Además de necesidad la sexualidad es un derecho humano básico por lo que existe la obligación de los que deciden, de procurar que todos y todas podamos ejercer este derecho.

 

La autoestima es la suma de nuestra percepción, pensamientos y emociones hacia nosotros mismos, es decir es la manera en la que nos evaluamos a nosotros mismos.

Dentro de esa avaluación, está el como nos vemos en cuanto a nuestra inteligencia, nuestra capacidad de relacionarnos con los demás, nuestras capacidades a la hora de desarrollar una actividad, nuestro cuerpo y también nuestra sexualidad.

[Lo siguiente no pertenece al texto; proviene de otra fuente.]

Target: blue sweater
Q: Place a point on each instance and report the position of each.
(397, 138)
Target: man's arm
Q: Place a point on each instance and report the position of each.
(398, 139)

La sexualidad y la autoestima se alimentan o se destruyen la una a la otra, si hay una buena autoestima mejorará nuestra sexualidad y si hay una buena sexualidad, esto nos ayudará a mejorar nuestra autoestima. Pero también pasa a la inversa, una mala autoestima hace muy difícil que podamos sentirnos bien a nivel sexual y una sensación de frustración sexual constante hace que se resiente nuestra autoestima general.

Es por eso que conviene cuidar esas dos partes tan importantes de nuestro ser. Y es que tener una buena autoestima y una buena sexualidad, depende sobre todo de nosotros mismos.

¿Cómo hacerlo?

Puedes empezar por ser consciente de tus limitaciones, pero también de tus potencialidades, empieza a poner el acento sobre ellas, fijarte bien en lo que si puedes hacer, en lo que se te da bien, en lo que te gusta y con lo que te hace sentir bien. No se trata de no ver tus “defectos”, sino más bien en detectarlos tratar de mejorarlos y aceptar cuando no pueden cambiar más. Una vez así, lo siguiente es aprender a potenciar nuestras cualidades.

En la esfera sexual, más de lo anterior, pero sin olvidar que somos dueños de nuestra sexualidad. No importa si tienes pareja o no, no importa la edad que tengas, si tienes algún tipo de dificultad física o problemas en tu respuesta sexual.